Aus einem Reflex heraus ramme ich meine Faust nach hinten, in der Hoffnung, irgendwas zu treffen. Wer halt auch so blöd ist, mich ohne meine Erlaubnis anzufassen, kann nicht mehr erwarten. Zumal ich nicht weiß, ob er vielleicht Mr. Petersen helfen will.

Kurz darauf höre ich ein leises Aufstöhnen und meine Hand ist frei. Eilig ziehe ich sie zurück und wische sie an meiner Jeans ab. Wer weiß, was dieser Typ alles angefasst hat.

»Wofür war das denn?«, keucht dann eine, mir unbekannte Stimme und ich stutze. Sie hört sich nicht wirklich nach einem alten Mann an. Eher nach einem jüngeren Typ. Mein erster Gedanke ist, dass dieses Ekel von Enkel wieder da und erneut darauf aus ist, von mir eine Schelle verpasst zu bekommen. Dann aber erinnere ich mich daran, dass dieser Typ gequiekt hat wie ein Schweinchen auf der Schlachtbank und verwerfe den Gedanken wieder.

Obwohl ich keine Lust habe, zu sehen, mit welchem Testosteron geladenen Typen ich mich jetzt schon wieder abgeben muss, drehe ich mich um. Ich möchte schließlich sehen, wie stark mein produzierter Schaden ist. Vielleicht hat's ja für ein blaues Auge gereicht.

Und so kommt es, dass ich mich keine paar Sekunden später Auge in Auge mit einem circa 20-jährigen Typen wiederfinde. Er hat braune Augen. Schlammbraune Augen, wie es tausende gibt. Nichts Besonderes. Aber irgendwie ist dieses Exemplar anders. Fragt mich nicht was, vielleicht hat sich mein Hirn auch mal wieder verabschiedet.
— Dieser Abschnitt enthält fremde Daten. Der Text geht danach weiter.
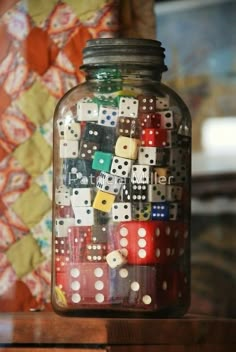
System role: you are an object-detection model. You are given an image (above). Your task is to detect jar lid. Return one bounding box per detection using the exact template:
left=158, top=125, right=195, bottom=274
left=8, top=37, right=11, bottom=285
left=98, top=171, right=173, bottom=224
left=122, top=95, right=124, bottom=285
left=83, top=38, right=167, bottom=71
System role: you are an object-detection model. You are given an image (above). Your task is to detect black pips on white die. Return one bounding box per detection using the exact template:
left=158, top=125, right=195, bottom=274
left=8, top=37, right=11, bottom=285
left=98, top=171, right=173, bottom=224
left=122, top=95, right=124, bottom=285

Vielleicht liegt es auch daran, dass mich der Typ anstarrt, als wäre ich eine Fata Morgana. Ohne Witz, er scheint wie in Trance. Wahrscheinlich könnte ich ihm noch eine Knallen und er würde es nicht einmal merken. Aber eines ist klar: Sein Blick ist verdammt unheimlich!

Allerdings würde mich schon einmal interessieren, wo der jetzt so plötzlich aufgetaucht ist. Es ist ja nicht so, dass sie einfach so aus dem Boden schießen oder vom Himmel regnen. Wahrscheinlich gehört er zum Filmteam. Was dann auch erklären würde, warum seine Klamotten blitzblank und nagelneu sind.
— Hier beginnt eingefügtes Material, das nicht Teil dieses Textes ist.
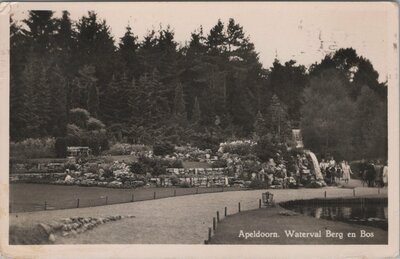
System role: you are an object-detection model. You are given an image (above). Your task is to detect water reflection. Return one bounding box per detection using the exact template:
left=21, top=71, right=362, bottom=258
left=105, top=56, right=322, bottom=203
left=284, top=203, right=388, bottom=230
»Was ist? Wurdest du irgendwie hypnotisiert?«, gebe ich genervt von mir und rolle mit den Augen. Dieses Gestarre ist unheimlicher als eine traurige Nico. Und das soll schon was heißen. Denn dann mimt Nico immer einen Zombie, der noch etwas zu viel Leben in sich hat.

Der Typ vor mir blinzelt ein paar Mal dämlich und richtet sich dann blitzartig auf, als wäre ihm jetzt erst bewusst geworden, wie affig er sich verhält. Wie sagt man so schön? Besser spät als nie.

Ohne ihn weiter zu beachten, drehe ich mich erneut um. Mein Blick zischt zu der Stelle, an der Mr. Petersen gestanden hat. Betonung auf »gestanden«. Denn dieses feige Weichei hat sich aus dem Staub gemacht. Ohne, dass ich ihm noch einmal eine Scheuern konnte oder dass er sich entschuldigt hätte. Wobei letzteres auch etwas zu viel verlangt ist.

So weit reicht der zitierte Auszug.